If your son is injured or has been, share what Benji has to say:
“Probably one of the most difficult times in my life was right after I had won
the United States Swing Dance Championships with my cousin, Heidi (Groskreutz)…I was teaching a class at a college, and I ripped my knee into shreds. I had all these bookings and shows planned throughout the year that I had to cancel. I was depressed beyond recognition. I thought, ‘Wow, I didn’t realize how fragile the human body is until that moment and how scary it is to be injured.’
That was a tough time. Eventually I had a surgery and had to get back on my feet and reclaim my swing title the next year. But I was out for seven and a half months, and that was definitely a very trying time in my life. I had to get back into shape and do therapy, but I came back like a bat out of hell.”
And you know what? He not only came back he reclaimed his swim champion title as well.

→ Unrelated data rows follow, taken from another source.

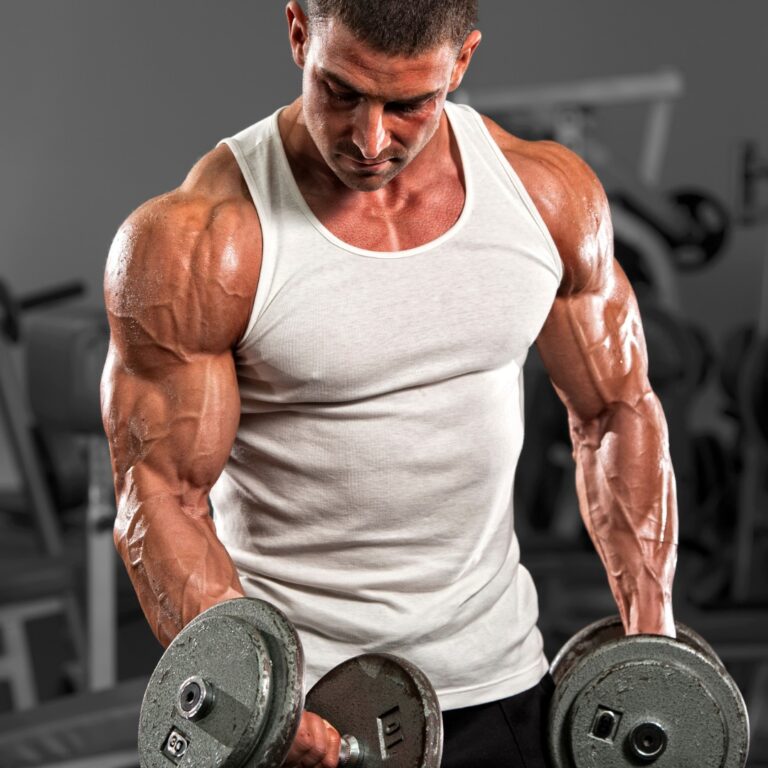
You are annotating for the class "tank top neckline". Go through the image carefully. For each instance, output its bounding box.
[270,101,474,259]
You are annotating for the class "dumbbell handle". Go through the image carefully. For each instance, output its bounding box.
[339,734,360,768]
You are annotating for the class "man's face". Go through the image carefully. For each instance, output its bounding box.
[296,19,460,191]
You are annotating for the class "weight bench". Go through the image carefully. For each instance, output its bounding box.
[0,678,147,768]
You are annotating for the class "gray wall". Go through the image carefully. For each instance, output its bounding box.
[0,0,768,483]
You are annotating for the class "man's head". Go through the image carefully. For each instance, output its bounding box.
[286,0,480,191]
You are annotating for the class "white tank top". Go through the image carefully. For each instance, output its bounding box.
[211,102,562,709]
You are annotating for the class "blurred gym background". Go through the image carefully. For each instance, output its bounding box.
[0,0,768,768]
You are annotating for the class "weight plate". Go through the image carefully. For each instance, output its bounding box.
[550,617,749,768]
[139,598,304,768]
[305,654,443,768]
[139,614,273,768]
[216,598,304,768]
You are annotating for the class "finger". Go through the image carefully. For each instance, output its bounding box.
[321,720,341,768]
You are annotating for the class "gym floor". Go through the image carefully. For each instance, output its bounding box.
[0,0,768,768]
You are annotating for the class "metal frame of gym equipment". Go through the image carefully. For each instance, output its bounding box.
[454,71,689,314]
[454,71,768,756]
[731,142,768,604]
[0,284,117,691]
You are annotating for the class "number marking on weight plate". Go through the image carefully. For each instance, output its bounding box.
[376,707,405,760]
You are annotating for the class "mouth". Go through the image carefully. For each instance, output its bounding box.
[342,155,391,171]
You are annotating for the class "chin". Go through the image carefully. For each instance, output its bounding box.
[330,160,402,192]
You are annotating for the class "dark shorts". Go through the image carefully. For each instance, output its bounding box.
[442,673,555,768]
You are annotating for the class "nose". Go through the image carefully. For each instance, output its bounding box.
[352,102,390,160]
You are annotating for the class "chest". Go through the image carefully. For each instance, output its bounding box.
[240,243,556,402]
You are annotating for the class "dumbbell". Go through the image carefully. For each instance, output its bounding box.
[139,598,443,768]
[549,616,749,768]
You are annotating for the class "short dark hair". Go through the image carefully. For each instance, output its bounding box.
[307,0,478,56]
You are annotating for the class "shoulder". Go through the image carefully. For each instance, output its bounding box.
[483,116,613,295]
[104,146,261,368]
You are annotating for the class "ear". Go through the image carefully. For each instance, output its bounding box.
[448,29,483,92]
[285,0,309,69]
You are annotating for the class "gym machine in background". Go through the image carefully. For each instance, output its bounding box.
[457,72,768,765]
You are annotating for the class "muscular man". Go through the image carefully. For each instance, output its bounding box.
[103,0,677,768]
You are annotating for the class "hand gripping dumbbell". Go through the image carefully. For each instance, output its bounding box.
[549,616,749,768]
[139,598,443,768]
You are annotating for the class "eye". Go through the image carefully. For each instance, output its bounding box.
[387,99,430,115]
[325,83,358,104]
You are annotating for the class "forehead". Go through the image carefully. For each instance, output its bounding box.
[310,18,456,96]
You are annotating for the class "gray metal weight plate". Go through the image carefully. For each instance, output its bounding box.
[550,617,749,768]
[139,598,304,768]
[305,654,443,768]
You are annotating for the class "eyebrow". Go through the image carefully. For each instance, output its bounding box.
[320,67,440,104]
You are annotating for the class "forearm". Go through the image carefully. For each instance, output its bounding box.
[571,392,678,635]
[115,480,243,646]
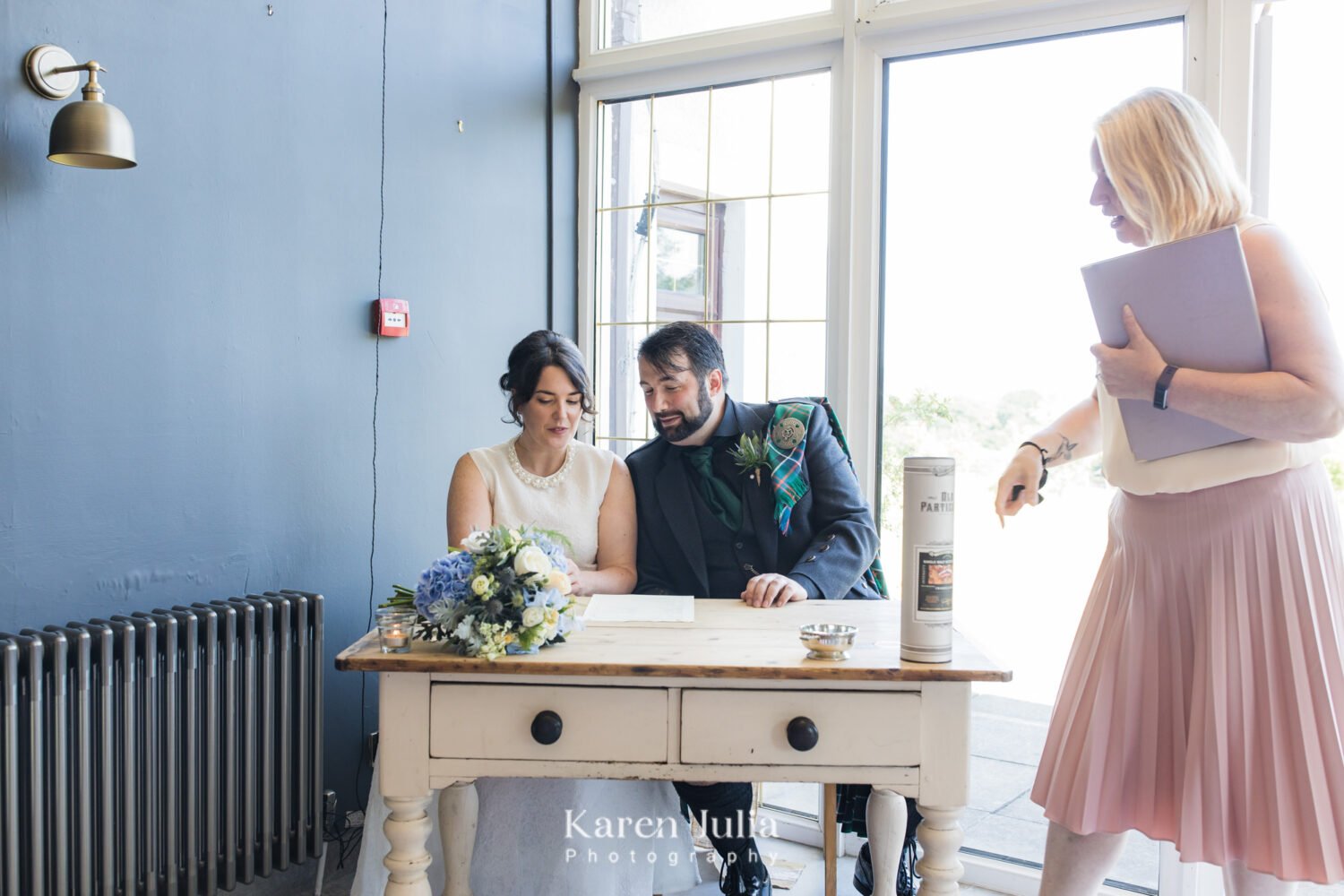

I reminded my son of this story when he was feeling upset up the recital and ballet rehearsals he was missing because of his hurt foot. He was concerned that he might be told my his instructors that he couldn’t perform. I told him that he simply needed to continue stretching and strengthening as much as he could until he could get out on the dance floor again and that he needed to continue going to class and marking the choreography to ensure that he would know the dance when it came time to actually perform it. And I told him he would have to work hard when he could actually dance again to get up to speed and totally in shape. If he did these things, surely he would be on stage with the other dancers when the curtain went up for both events.
It all comes down to how badly these young male dancers want that goal, how hard they are willing to work. (Unfortunately, often their age stops them from working hard enough, which deters them in many ways. But that’s the subject of another post.) If like, Benji, they will do what it takes to get themselves back onto the dance floor in tip top shape, they too can “win” whatever prize they desire. It helps, however, to know that someone understands their frustration.
The director of the ballet school, Lise LaCour, has offered to work with Julian herself, or to have Julian’s male instructor, Peter Brandenhoff, give Julian private lessons (for free) when he returns to dancing to help him get in shape. That will also boost his confidence, improve his mood and help him get back up to speed. I had already suggested paying for a few private lessons at Studio 10 with Keith Banks to get him ready for the recital (even though those lessons are very expensive).
As a parent, we have to do what we have to do to help these boys. They seem so rough and tough, yet they are really very fragile and sensitive.
I’ll keep you posted. One more week and then hopefully the boot comes off.